ComplianceEase analyzed the effects that the QM rules will have on current mortgage loans audited by ComplianceAnalyzer, finding that more than one in five loans originated today would not qualify for the QM Safe Harbor. Specifically:
►More than half of such loans have fees that exceed the new three percent points and fees threshold
►Loans with fees that exceed the three percent threshold typically exceed it by nearly $1,500; and
►The rest have APRs that are too high to qualify for the safe harbor classification
Based on current guidelines, these loans also will not be eligible for purchase, insurance or guarantee by government-sponsored enterprises (GSEs) or government agencies. Moreover, due to lack of marketability, lenders generally try to avoid originating loans known as “high-cost” loans, which are subject to restrictions in the Home Ownership and Equity Protection Act (HOEPA). With new, stricter points and fees thresholds in the amended HOEPA, close to three percent of loans in the study that previously weren’t HOEPA loans would move into the federal “high-cost” category. On average, those loans would exceed the new HOEPA points and fees threshold by more than $1,000. ComplianceEase has designed the new capabilities in ComplianceAnalyzer to target these areas of high exposure.
ComplianceAnalyzer offers compliance protection to financial institutions with real-time, loan-level audits for federal, state and local laws, regulations, and secondary market investor requirements. Lenders can quickly correct violations using detailed analysis reports before a loan closes.
“We used ComplianceAnalyzer, together with proprietary loan data modeling, to simulate current lending patterns under the forthcoming rules. The results have given us a good idea of the impact that the new rules and, in particular, the new thresholds will have when January comes around," said Jason Roth, CMT, senior vice president of Product Development at ComplianceEase.
As part of the Dodd-Frank Act, the Consumer Financial Protection Bureau (CFPB) is implementing broad regulatory changes to require that mortgage lenders verify that borrowers have the ability to repay their loans. The QM designation offers an alternative to those provisions in exchange for tighter limits on fees, APR, and other terms of the loan. Starting in January, loans that aren’t eligible for purchase, insurance, or guarantee by GSEs or government agencies must also comply with new underwriting standards.

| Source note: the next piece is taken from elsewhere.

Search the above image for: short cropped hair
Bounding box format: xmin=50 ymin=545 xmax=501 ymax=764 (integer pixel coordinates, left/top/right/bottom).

Whether a loan is originated according to QM rules or the ability-to-repay provisions of Dodd-Frank, compliance requirements are both comprehensive and challenging. Lenders are especially concerned about non-compliance with the new rules because legal liability can potentially be assigned to their institutions and any secondary investors or servicers for the life of a loan. In all cases, lenders will need to retain detailed records of their process and their data to substantiate their findings, making technology a must in order to stay in compliance.

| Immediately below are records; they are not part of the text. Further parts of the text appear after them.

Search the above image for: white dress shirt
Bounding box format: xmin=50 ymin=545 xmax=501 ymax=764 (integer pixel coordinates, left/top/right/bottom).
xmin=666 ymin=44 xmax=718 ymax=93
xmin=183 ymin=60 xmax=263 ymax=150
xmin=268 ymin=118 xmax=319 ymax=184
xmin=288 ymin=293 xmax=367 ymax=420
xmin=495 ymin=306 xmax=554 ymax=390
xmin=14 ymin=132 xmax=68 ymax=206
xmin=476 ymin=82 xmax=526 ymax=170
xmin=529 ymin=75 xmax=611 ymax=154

“Banking and mortgage executives need to evaluate their technology providers very carefully because the QM rule can create legal liability for the life of a loan,” said John Vong, CMB, CMT, president of ComplianceEase, “We’ve built our QM audits on a compliance platform that the industry has trusted for more than a decade. It’s easy to say that you have a QM compliance solution but our experience tells us that the devil is in the details.”